Trump’s lawyers, seeking to dismiss the election interference case, had argued to U.S. District Judge Tanya Chutkan that Trump has “absolute immunity” from prosecution because the charges relate to official acts performed while he was president.
After Chutkan declined to dismiss the charges, Trump’s attorneys brought the immunity argument to the appeals court.
That move put the case on hold in Chutkan’s court, and led the judge last week to indefinitely postpone the previously scheduled March 4 trial.
Smith, seeking to avoid a drawn-out legal dispute that could delay Trump’s trial, asked the Supreme Court to quickly take up the dispute. The high court declined to do so, putting the matter back into the appeals court’s hands.
Smith alleges Trump, using false election fraud claims as a pretext, tried to undo Biden’s victory through multiple criminal conspiracies.

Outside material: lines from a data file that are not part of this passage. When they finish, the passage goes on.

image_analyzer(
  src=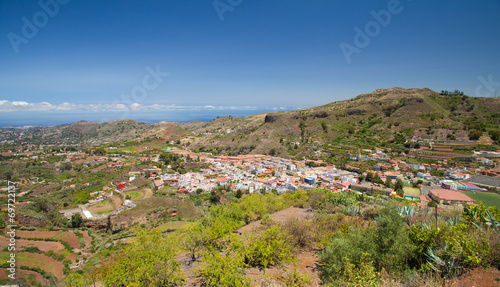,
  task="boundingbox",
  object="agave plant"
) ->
[347,205,363,215]
[399,206,417,223]
[425,245,463,278]
[448,216,460,226]
[484,210,500,231]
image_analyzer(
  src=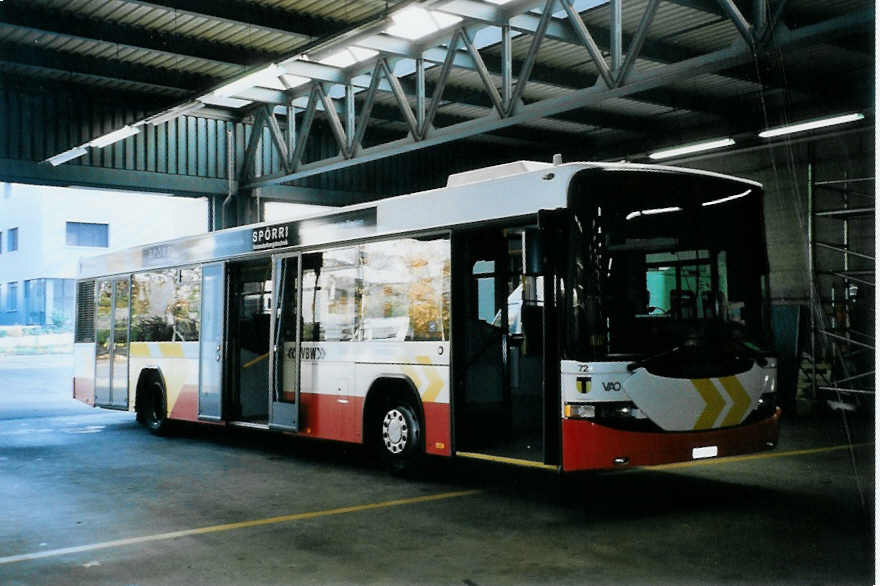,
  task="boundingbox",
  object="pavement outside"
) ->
[0,356,875,585]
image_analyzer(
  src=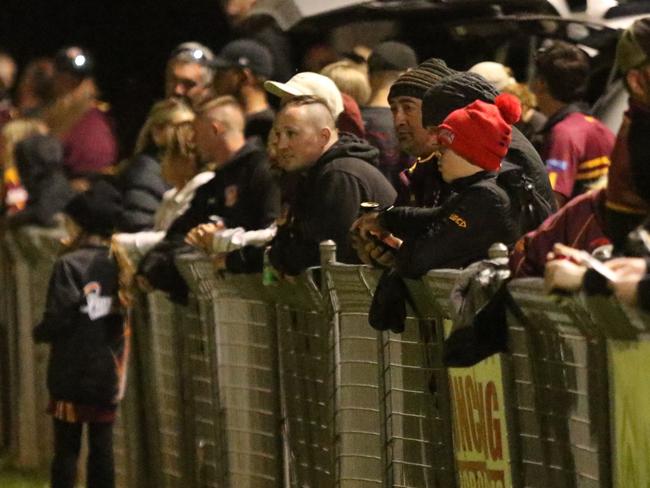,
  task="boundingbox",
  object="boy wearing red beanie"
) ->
[355,94,521,278]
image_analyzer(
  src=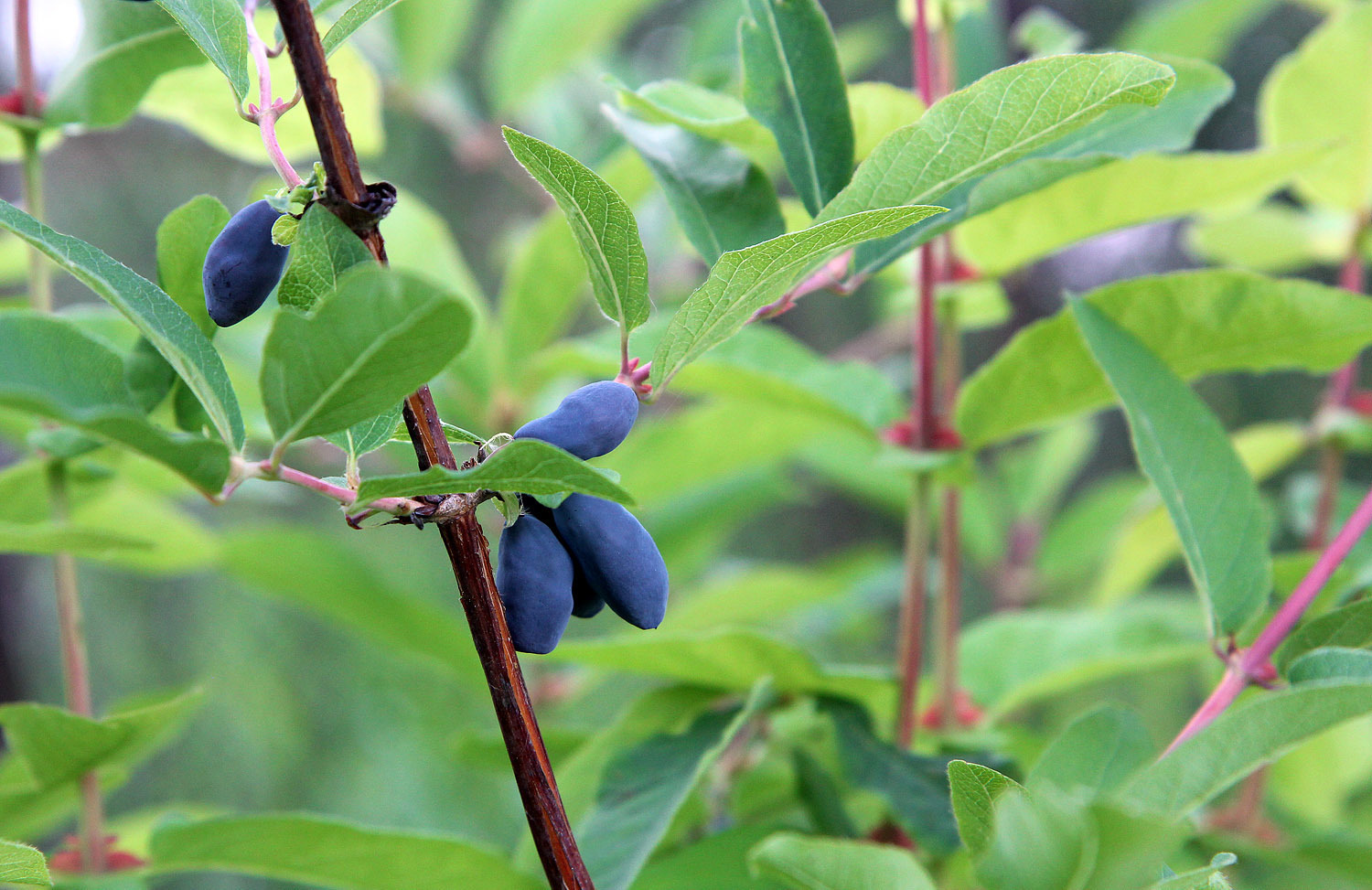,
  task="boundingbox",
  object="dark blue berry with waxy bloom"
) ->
[515,380,638,461]
[496,516,573,656]
[553,495,667,631]
[205,200,290,327]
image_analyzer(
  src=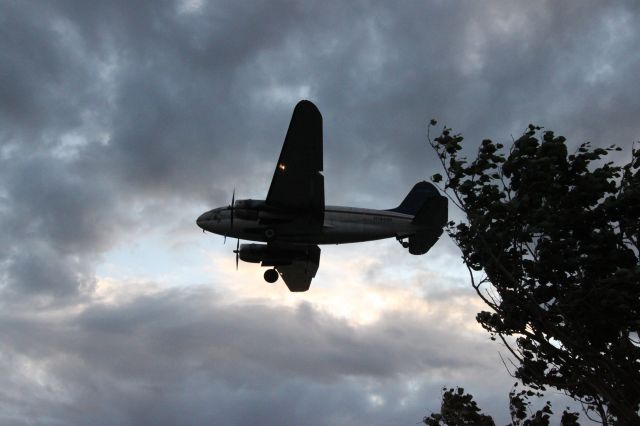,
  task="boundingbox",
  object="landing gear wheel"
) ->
[264,228,276,241]
[264,268,280,283]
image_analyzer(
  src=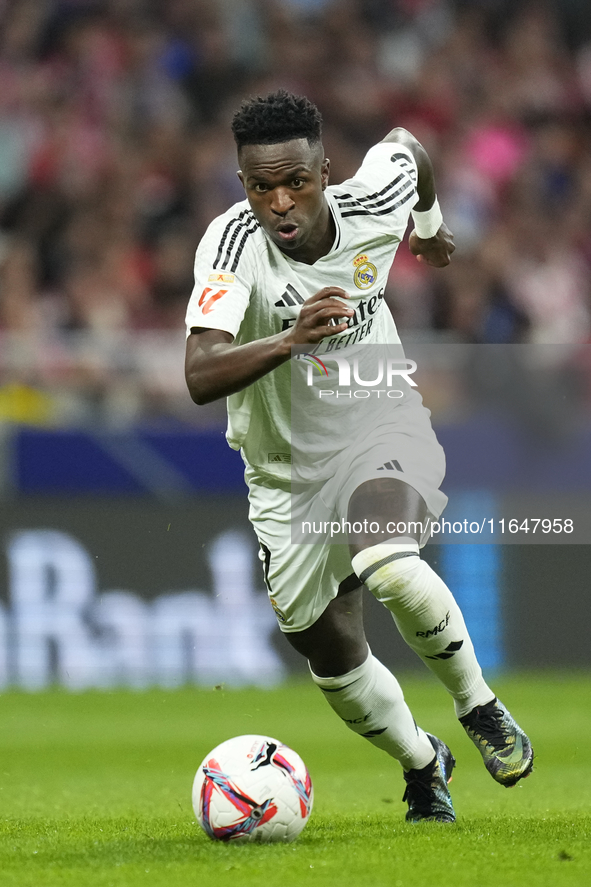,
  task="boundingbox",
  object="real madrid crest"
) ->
[353,253,378,290]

Those allegedly include organizing slates of illegitimate pro-Trump electors in states Biden won, trying to use the DOJ to conduct “sham” election crime investigations and challenging the count of legitimate electoral votes on Jan. 6, 2021.
Trump has called the case a “witch hunt” and claimed it is intended to harm his 2024 presidential campaign. He has stoked fears that denying him immunity would open the floodgates to prosecution of former presidents.
Trump is separately charged in three other criminal cases. One of them, in Georgia state court, relates to his attempt to reverse his 2020 loss to Biden in that state.
In Florida federal court, Trump is charged by Smith with retaining classified government documents after leaving the White House, and obstructing efforts by government officials to retrieve them.
And in March, Trump is scheduled to go on trial in New York state court in Manhattan, where he is charged with falsifying business records related to a 2016 hush money payment to porn star Stormy Daniels.
Last month, a federal civil jury in Manhattan ordered Trump to pay writer E. Jean Carroll more than $83 million for defaming her when he denied her claim that he raped her in the mid-1990s.
Trump also faces a potential civil judgment of hundreds of millions of dollars in a business fraud case in Manhattan Supreme Court by the New York attorney general. The verdict in that case is expected by the end of February.
The Supreme Court, meanwhile, is set to hear oral arguments Thursday in Trump’s appeal of a Colorado Supreme Court ruling barring him from being on the presidential ballot in that state this year because of his role in trying to undo his loss in 2020.